— Par Maurice Laouchez —
Pendant que d’admirables optimistes nous répètent qu’un autre monde est possible, mais sans jamais en définir de crédibles contours, le pessimisme est de rigueur chez la plupart des observateurs et acteurs de notre vie ensemble.
Les risques naturels, les menaces terroristes, le chômage, les drogues, les agressions contre les personnes, les tracasseries administratives, etc. la liste est longue des fléaux auxquels nous devons effectivement faire face. Alors que les autorités monétaires assurent aux banques des volumes d’argent sans précédent dans l’histoire moderne, le surendettement du secteur public conduit la plupart des Collectivités à diminuer leurs dépenses.
Cependant, si chacun y met du sien, et en attendant qu’un jour les difficultés structurelles soient enfin traitées, il est possible de vivre mieux. C’est juste une question de volonté réelle de progrès et de respect mutuel. Deux chantiers essentiels peuvent être ouverts immédiatement, et menés à bien en moins de six mois, avant la prochaine rentrée scolaire. Ils peuvent rendre concrètement meilleur, rapidement, notre monde martiniquais.
Premier chantier : la place du travail dans la vie de ceux qui en ont un
Le fonctionnement actuel de la plupart des pays est directement hérité du XIXe siècle : tout le monde arrive au travail à la même heure, repart à la même heure, et reste pendant toutes ces heures à la disposition des chefs. Résultat : embouteillages, pollution, enfants mal encadrés, locaux surchargés aux heures de travail et vides pendant plus de la moitié du temps, difficulté de gestion des périodes de pointe, etc. Certes, un certain nombre de pays et d’entreprises ont déjà fait le choix de rythmes différenciés, mais leurs pratiques restent mal connues. Il s’agit pour nous, ici et maintenant, avec les représentants des salariés, sur une b ase de concertation et de volontariat, de développer deux pratiques :
– concentrer la semaine de 35 heures de travail sur quatre jours au lieu de cinq
– autoriser le travail à domicile un, deux, trois ou quatre jours par semaine ; c’est une forme de télétravail, tendance en marche dans le monde entier.

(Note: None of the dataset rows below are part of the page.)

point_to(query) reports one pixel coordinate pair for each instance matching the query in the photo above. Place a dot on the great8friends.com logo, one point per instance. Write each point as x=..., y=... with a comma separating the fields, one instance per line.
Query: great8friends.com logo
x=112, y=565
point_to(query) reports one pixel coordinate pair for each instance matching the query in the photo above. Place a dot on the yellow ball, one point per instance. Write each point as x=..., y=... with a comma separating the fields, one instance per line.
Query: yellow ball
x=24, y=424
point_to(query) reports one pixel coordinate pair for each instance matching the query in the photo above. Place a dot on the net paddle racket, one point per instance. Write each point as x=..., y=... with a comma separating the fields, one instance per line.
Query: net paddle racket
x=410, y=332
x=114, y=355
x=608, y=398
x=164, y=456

Dans tous les cas, le service aux administrés et à la clientèle doit être maintenu. Les amplitudes horaires pourront même être étendues si l’augmentation du chiffre d’affaires permet des recrutements.
Dans la plupart des bure aux, le travail se déroule devant un ordinateur : que celui-ci soit au domicile ou dans un immeuble professionnel, quelle différence ?
Bien sûr, des procédures de confidentialité et d’évaluation doivent être mises en place ; l’efficacité des salariés peut s’en trouver améliorée, et ainsi profiter à tous.
Deuxième chantier : transparence des dépenses publiques
Les électeurs ne paient pas tous d’impôts directs, mais paient tous des impôts indirects et des cotisations sociales. Ils sont tous désireux de savoir comment ces impôts et ces cotisations sont utilisés, avec le sentiment largement partagé que de réelles marges de progrès existent.
Par exemple, un élu partant en mission : il est tout à fait normal que soient connus l’objet de la mission, le coût de la mission et le rapport qu’il produit à la fin de sa mission. Les techniques modernes de communication permettent de porter à la connaissance de tous ceux qui s’y intéressent chaque dépense faite avec nos impôts, notre argent.
Ceux qui s’offusquent d’une telle démarche n’ont pas suffisamment réfléchi au contenu du pacte démocratique : la seule raison d’être des élus est l’optimisation des conditions de vie de ceux qui les élisent. Pas en distribuant les fonds publics individuellement pour assurer les ré-élections, mais en mettant en place les dispositifs collectifs qui améliorent concrètement le quotidien de tous : emplois, sécurité, transports, urbanisme, santé publique, éducation, justice, etc.
La simple obligation de transparence conduirait à une autodiscipline qui éviterait bien des errements auxquels nous sommes confrontés, protégerait les responsables contre d’éventuelles pressions, en même temps qu’elle permettrait de suivre en direct l’avancement des chantiers collectifs sur lesquels la Martinique a pris tant de retard.
Bien entendu, la révision de la place du travail et l’organisation de la transparence n’exonèrent personne des investissements dont la Martinique a besoin, et qui doivent conduire à la création des dizaines de milliers d’emplois.
Mais ces deux innovations majeures ont l’énorme avantage de ne dépendre que de chaque Collectivité, de chaque Service, de chaque Entreprise, de chaque Association. Elles faciliteraient cette décompression que tous les spécialistes proclament urgente dans l’une des régions où le stress f ait le plus de dégâts.
Aucune loi n’est nécessaire, aucun décret n’est à attendre. Il suffit juste d’une réelle Volonté de progrès et de respect mutuel. Il suffit de Vouloir faire un pas supplémentaire sur la v oie de la Martiniqualité.